Darüber stellte ich mich ein wenig erzürnt und sagte zu ihm, es seien meine Gefangenen, nicht seine. Ich hätte ihnen diese Gnade zugesagt und wolle mein Wort auch halten; und wenn er nicht einwillige, würde ich sie schlechterdings wieder freilassen, und er möge sie dann wieder einfangen, wenn er könne. Darüber waren sie hochbeglückt. Ich setzte sie also auf freien Fuß und wies sie an, sich in die Wälder
zurückzuziehen, an den Ort, woher sie kämen; ich würde ihnen einige Waffen und Munition lassen und ihnen überdies allerhand Ratschläge geben, wie sie hier ihr Leben einzurichten hätten.

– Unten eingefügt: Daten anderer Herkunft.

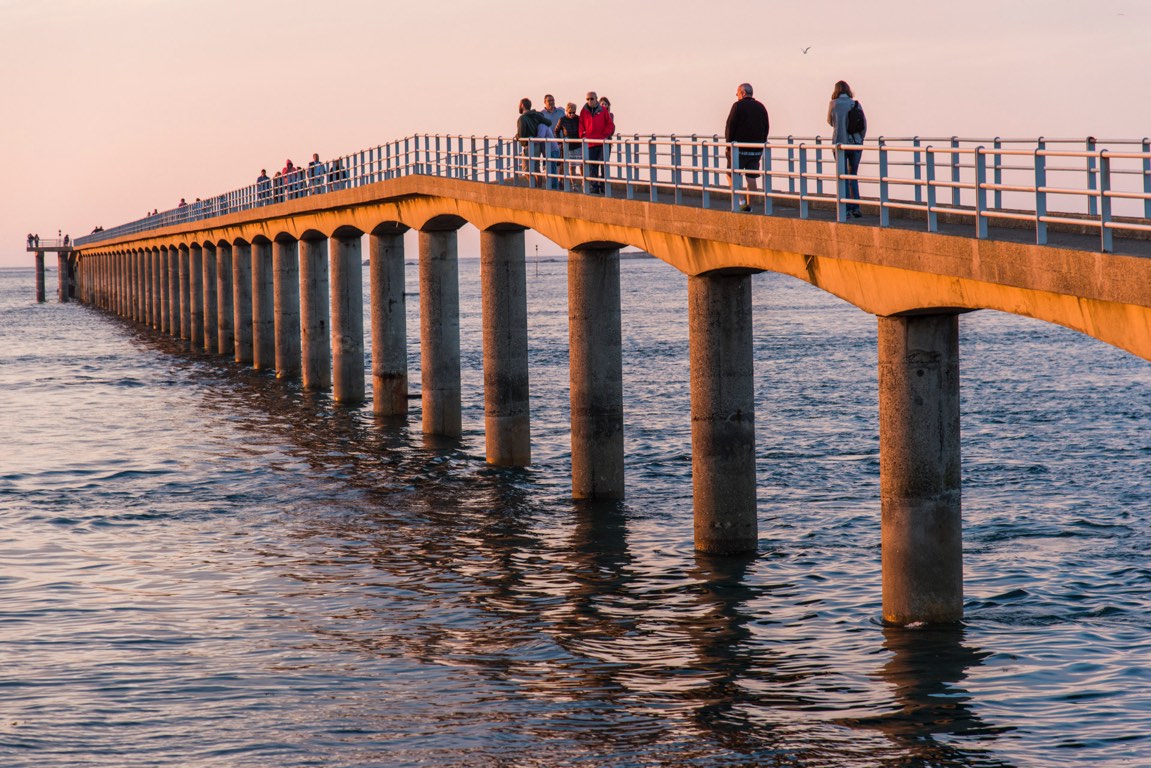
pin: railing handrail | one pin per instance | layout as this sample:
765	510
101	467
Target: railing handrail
914	174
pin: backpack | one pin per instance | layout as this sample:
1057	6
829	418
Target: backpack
856	121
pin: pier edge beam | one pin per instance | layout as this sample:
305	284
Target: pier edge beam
920	469
315	334
286	286
264	313
507	412
723	412
596	373
347	271
389	324
440	333
242	301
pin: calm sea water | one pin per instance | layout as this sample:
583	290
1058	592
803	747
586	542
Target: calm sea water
205	567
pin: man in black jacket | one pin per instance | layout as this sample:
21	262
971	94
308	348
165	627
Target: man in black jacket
747	122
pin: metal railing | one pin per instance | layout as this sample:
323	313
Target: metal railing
1102	185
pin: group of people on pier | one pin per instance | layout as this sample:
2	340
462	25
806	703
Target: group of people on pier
294	181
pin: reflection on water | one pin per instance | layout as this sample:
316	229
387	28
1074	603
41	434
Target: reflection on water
210	567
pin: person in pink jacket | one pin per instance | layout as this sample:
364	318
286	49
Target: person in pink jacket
595	124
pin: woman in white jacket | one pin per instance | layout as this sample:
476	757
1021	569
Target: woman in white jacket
841	103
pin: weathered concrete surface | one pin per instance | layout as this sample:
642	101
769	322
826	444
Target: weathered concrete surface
507	415
723	412
389	324
920	469
882	271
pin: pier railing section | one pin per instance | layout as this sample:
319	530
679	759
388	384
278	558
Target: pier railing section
1103	185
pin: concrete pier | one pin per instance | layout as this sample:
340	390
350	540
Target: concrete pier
347	318
264	314
174	301
286	279
440	333
723	412
39	278
211	303
389	324
165	290
242	301
507	413
315	334
226	339
185	291
920	469
596	373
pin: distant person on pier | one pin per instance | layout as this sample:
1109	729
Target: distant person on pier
317	174
845	115
568	128
263	187
595	126
527	130
553	114
336	174
747	123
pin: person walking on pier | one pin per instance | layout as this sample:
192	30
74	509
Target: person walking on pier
595	126
845	115
747	123
317	174
263	187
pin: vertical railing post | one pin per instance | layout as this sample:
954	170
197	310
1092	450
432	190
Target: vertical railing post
653	160
997	174
840	184
768	182
791	166
917	168
1041	195
932	214
1092	179
803	205
884	211
1105	232
955	176
818	167
981	194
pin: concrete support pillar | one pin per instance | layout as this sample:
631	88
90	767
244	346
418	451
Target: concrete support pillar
596	373
507	413
185	293
157	288
39	276
920	469
174	304
389	325
62	276
165	289
264	317
196	284
440	333
242	301
227	337
347	319
315	332
146	293
286	276
723	412
211	303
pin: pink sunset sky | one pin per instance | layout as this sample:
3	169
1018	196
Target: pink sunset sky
115	107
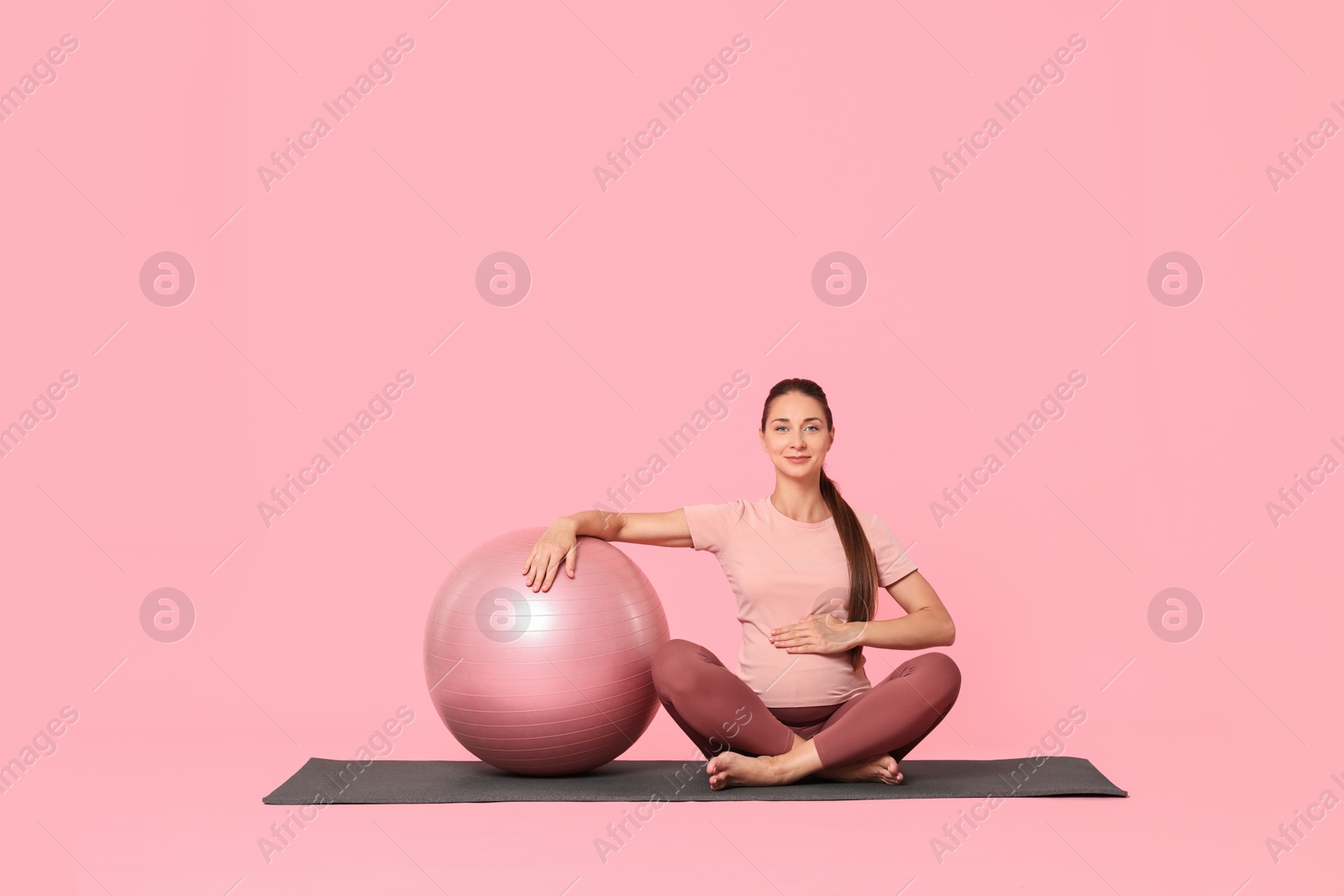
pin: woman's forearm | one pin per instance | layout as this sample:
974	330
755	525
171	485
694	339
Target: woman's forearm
925	627
597	524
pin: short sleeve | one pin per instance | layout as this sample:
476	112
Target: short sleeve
894	563
712	524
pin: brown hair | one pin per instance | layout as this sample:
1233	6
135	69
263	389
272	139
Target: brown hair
864	563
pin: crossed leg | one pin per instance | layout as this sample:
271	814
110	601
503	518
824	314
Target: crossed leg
748	745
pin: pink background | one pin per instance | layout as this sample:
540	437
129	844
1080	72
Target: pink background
645	298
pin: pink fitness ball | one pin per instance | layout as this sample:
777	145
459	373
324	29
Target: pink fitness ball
548	683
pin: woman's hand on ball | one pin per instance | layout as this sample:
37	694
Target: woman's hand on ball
555	546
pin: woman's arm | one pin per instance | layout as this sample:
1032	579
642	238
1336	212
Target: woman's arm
925	625
667	530
558	546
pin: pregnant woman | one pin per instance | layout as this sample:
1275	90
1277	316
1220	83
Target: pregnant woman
806	569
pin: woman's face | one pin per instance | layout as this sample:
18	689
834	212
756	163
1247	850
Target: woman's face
796	427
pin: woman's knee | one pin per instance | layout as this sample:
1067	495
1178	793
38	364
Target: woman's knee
674	664
944	669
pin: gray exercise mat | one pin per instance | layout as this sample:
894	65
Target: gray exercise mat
405	781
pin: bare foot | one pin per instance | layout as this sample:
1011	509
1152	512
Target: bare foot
878	768
734	770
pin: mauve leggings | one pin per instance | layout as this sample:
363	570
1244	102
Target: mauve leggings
718	711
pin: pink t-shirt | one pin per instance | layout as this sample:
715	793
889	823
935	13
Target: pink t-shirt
783	570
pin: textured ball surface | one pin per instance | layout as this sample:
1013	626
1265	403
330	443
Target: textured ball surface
548	683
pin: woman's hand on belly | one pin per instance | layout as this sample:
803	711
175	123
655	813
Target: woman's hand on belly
817	633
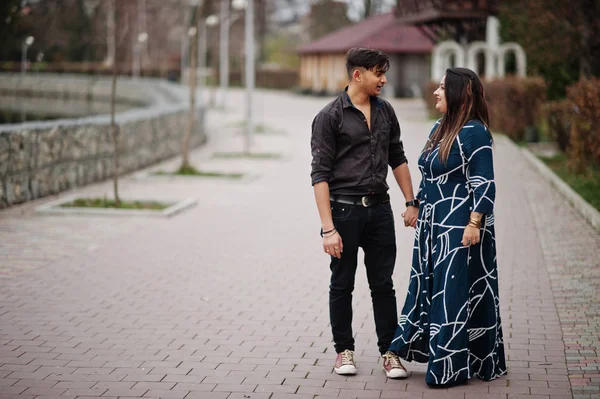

Darauf rüstete ich mich, an Bord des Schiffes zu gehen, sagte jedoch dem Kapitän, ich wolle die Nacht über noch hierbleiben, um alles in Ordnung zu bringen; er solle daher vorausgehen, alles an Bord fertig halten und morgigen Tages das Boot an Land schicken. Vor allem solle er dafür sorgen, daß der falsche Kapitän an die Rah gehängt werde, damit diese Burschen ihn sehen könnten.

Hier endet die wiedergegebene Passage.